# Deal on wood chips !!!



## trent741 (Oct 3, 2008)

I happened to be at Kroger geting meat to smoke & seen 2 shopping carts full of woods chip on clearance....coincidence huh??

They were .75 cents a bag & the Jack Daniels chips from the barrels were 1.25 a bag !!! I figured out that normally all the bags I got would have cost  $61.82, but on clearance it came to $15.52 !  All I left for others was the mesquite, someone else can use that stuff


----------



## doctor phreak (Oct 3, 2008)

trent thats such a good deal....i just bought a bag of apple and cherry of the same brand the other day.....i paid $3.00 + per bag...good deal i hope you loaded up


----------



## pitrow (Oct 3, 2008)

dang... I'm stopping by my Fred Meyers (local version of Krogers) on the way home then! Thanks for the tip!


----------



## venture (Oct 4, 2008)

I never use chips. (right!)  Always have some on hand.  Looks like a great deal for smoke bombs!


----------



## mossymo (Oct 4, 2008)

trent741
Congrats on the terrific deal on apple, alder and hickory; I would have done the same !!!


----------



## richoso1 (Oct 4, 2008)

Congrats on a big save trent741. That sure beat's my wife paying 99 cents a bag!


----------



## tn_bbq (Oct 4, 2008)

I stumbled on a Kroger closeout deal ($1 per bag) a few years ago. I bought every bag they had and then proceeded to spend my savings driving to all the other Kroger's in town looking for same deal (the chase was sorta fun).


----------



## bassman (Oct 4, 2008)

Great score!  I can't even find alder here and if I did it would cost a lot more than that.


----------



## kookie (Oct 5, 2008)

Nice score........Wish I could find alder around here and the jd chips. All I have ever seen here for jd is the pellets at wally world.............Good score................


----------



## gnubee (Oct 5, 2008)

You Canadians out there check Canadian Tire stores, I got three bags of  Apple, Cherry, and Hickory chips for 99 cents a bag. Regular $4.00 They are a bit smaller than those that Trent got but still a bargain. They also had Large bags of Lump charcoal on sale at around 1/2 off. 

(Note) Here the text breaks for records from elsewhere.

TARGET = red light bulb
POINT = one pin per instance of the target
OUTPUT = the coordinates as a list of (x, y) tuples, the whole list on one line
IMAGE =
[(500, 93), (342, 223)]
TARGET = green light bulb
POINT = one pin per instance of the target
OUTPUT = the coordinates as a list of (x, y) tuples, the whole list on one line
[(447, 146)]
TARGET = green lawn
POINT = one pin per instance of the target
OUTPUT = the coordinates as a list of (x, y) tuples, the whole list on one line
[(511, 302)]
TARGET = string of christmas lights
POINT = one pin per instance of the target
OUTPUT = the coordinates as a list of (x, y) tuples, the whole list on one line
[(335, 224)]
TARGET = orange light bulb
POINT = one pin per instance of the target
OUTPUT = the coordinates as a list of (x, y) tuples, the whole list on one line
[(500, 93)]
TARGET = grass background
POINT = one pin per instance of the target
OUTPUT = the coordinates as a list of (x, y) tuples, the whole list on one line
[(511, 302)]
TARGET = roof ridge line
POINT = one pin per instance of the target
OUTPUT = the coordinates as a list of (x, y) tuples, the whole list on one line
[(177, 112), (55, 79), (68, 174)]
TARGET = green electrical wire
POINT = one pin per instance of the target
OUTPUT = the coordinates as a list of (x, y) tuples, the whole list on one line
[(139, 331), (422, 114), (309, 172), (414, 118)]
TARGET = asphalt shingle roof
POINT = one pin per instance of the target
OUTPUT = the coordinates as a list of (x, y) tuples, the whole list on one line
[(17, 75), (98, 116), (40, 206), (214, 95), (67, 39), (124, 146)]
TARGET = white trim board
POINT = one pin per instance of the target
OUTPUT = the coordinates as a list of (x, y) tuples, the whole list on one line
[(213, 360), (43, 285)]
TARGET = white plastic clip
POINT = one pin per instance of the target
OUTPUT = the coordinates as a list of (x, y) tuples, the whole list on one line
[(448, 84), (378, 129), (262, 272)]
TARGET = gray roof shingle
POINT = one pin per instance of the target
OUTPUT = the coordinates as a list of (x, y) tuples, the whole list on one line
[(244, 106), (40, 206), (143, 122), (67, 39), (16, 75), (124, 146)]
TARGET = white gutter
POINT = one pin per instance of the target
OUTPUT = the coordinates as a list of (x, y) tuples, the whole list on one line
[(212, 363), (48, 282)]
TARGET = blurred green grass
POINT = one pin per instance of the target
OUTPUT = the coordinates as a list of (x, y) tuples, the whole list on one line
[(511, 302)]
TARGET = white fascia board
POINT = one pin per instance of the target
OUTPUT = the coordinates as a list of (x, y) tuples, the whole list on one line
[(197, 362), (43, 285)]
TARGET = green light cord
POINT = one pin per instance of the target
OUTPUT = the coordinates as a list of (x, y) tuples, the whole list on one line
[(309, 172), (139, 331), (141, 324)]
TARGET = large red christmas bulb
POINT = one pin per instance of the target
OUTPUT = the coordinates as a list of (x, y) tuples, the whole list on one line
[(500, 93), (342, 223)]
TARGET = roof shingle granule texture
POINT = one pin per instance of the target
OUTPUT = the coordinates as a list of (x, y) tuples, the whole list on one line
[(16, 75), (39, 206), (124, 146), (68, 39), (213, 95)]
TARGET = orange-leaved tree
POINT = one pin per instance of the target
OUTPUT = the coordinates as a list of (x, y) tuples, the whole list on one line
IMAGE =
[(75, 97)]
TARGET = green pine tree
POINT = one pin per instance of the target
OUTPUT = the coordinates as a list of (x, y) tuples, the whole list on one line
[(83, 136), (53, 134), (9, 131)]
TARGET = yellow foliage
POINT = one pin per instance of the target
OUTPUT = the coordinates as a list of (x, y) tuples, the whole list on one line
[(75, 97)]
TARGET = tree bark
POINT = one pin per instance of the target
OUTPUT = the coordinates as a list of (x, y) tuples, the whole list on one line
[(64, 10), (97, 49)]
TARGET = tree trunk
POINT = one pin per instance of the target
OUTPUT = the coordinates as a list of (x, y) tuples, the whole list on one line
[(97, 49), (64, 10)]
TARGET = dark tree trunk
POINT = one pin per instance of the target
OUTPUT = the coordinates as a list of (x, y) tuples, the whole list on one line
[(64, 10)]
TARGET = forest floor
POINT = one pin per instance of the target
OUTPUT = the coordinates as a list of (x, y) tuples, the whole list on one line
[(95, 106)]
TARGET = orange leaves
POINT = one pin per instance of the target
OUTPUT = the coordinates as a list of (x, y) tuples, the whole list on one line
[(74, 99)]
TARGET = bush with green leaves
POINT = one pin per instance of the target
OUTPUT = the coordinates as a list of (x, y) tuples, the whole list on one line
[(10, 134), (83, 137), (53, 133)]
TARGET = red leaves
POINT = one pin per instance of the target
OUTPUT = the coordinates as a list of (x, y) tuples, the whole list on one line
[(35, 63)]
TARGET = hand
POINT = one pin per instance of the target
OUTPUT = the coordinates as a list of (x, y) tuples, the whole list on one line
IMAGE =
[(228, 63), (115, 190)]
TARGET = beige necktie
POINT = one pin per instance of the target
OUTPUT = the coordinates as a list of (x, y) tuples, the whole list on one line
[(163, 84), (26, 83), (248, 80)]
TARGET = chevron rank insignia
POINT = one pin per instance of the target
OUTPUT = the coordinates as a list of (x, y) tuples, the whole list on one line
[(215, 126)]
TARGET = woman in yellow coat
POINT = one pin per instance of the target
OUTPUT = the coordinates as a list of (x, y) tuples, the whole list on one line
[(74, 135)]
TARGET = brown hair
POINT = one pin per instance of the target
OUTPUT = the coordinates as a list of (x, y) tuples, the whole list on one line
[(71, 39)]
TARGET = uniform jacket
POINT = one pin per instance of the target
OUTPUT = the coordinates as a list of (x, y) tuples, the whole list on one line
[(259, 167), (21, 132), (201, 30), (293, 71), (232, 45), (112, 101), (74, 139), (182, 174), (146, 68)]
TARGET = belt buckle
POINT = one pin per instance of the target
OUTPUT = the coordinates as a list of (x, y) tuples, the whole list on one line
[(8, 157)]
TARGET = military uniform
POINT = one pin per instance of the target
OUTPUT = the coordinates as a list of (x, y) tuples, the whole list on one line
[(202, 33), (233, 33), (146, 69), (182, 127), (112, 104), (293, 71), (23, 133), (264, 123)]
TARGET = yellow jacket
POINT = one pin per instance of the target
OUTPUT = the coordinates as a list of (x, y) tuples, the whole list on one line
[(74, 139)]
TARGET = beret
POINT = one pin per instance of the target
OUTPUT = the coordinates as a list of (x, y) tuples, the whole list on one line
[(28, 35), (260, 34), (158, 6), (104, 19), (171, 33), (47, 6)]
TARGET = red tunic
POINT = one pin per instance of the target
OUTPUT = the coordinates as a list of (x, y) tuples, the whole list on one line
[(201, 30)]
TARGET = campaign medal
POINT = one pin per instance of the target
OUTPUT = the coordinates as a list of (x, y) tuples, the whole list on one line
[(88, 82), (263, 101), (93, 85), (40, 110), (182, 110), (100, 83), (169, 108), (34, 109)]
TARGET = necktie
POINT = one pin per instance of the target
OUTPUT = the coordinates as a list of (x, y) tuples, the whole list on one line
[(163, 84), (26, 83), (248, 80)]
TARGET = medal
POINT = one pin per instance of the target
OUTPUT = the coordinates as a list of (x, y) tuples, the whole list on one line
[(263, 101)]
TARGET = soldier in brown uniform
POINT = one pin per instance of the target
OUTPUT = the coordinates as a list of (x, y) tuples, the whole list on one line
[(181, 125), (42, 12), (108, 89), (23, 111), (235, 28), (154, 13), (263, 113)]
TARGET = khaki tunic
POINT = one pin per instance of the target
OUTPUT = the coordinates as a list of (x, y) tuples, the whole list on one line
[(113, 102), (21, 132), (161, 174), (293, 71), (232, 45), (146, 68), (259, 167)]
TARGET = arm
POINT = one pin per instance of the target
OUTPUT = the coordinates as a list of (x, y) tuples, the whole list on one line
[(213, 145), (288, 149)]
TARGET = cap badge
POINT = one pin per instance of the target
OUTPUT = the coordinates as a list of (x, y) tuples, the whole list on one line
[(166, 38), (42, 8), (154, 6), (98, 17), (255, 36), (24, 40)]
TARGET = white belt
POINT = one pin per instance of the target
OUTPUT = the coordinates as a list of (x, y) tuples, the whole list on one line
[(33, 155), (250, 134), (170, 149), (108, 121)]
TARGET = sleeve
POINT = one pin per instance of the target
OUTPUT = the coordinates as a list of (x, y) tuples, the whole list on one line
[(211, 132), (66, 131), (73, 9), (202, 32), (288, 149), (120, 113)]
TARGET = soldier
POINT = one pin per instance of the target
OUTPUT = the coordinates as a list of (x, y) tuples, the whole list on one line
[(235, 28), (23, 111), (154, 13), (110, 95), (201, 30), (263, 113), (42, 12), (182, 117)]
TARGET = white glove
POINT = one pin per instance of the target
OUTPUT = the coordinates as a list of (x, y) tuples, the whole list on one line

This is the season to buy BBQ stuff. I got two BBQ brushes for $1.79 instead of $6.00 each and a good thermometer probe for $10.00 off.

I went back to walmart today to check the BBQ stuff. Some of it was marked way down but they were in the middle of switching it for the Christmas stuff so you have to hurry.
BTW Nice score Trent


----------



## uncle-honky (Oct 6, 2008)

If you's takin' orders I'll have 4 bags of the apple to go.....lol. Nice score!!


----------